Whether PPC was the focus of the call or just part of the agenda, I was excited to share what I had worked on. I would take time to create graphs, custom reports, screenshots, and notes. I did whatever it took to tell the client the story of what happened, what was going to happen, and why.
Before I knew better, this excitement led me to make the mistake of jumping right in with my prepared material before learning about the client’s state of mind.
What I should have been doing was asking an important question first:
“Before we get started with what I have prepared, is there anything on the top of your mind that we should touch on?”
When I took a few minutes to start with this question, I routinely uncovered important topics that drove the rest of the conversation.

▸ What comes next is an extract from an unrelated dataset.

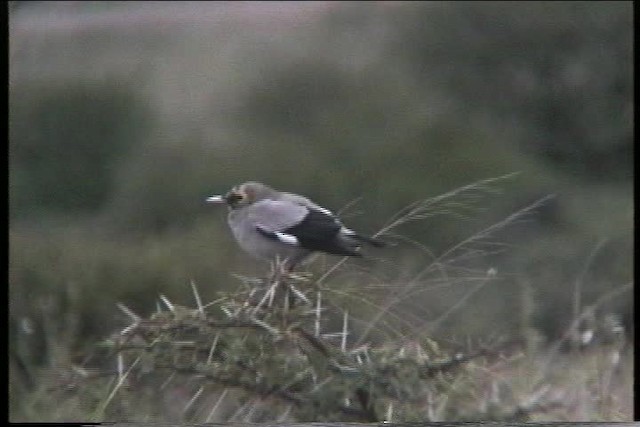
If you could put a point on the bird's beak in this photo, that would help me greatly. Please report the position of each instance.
(215, 199)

Embrace Unpredictability During Client Calls
There is no way to know what has happened in a client’s life since you last talked to them if you never ask.
- Your client’s company just landed a huge contract.

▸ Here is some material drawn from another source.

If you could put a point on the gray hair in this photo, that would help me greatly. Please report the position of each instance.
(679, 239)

- A boss asked your client for a specific metric for the first time ever
- Your client read something over the weekend in the Wall Street Journal about Pinterest advertising and wants to run a test.
Asking a client what’s on their mind uncovers telling information and ensures that the client’s most important topics are addressed during the call.
Getting Derailed By This Question is Okay
If I could address what was on the top of a client’s mind by weaving it into my prepared material in a natural way, that was always my first option.
But many times, the responses led to exchanges that took time away from my prepared material. I learned that was totally okay.
It is okay because the client now has actionable answers to their most burning questions and concerns.
This question does create consequences. Getting derailed means extra follow-up work to communicate anything not covered during the call. But in the end, it’s worth it to leave the client feeling confident in your ability to address their responses in the moment.
Change the Way You Start Your Client Calls
The best way I have found to avoid the mistake of jumping right into your prepared material is to ask a client what is on their mind at the beginning of a call.
You’ll find you often get responses that derail your call in an unpredictably great way.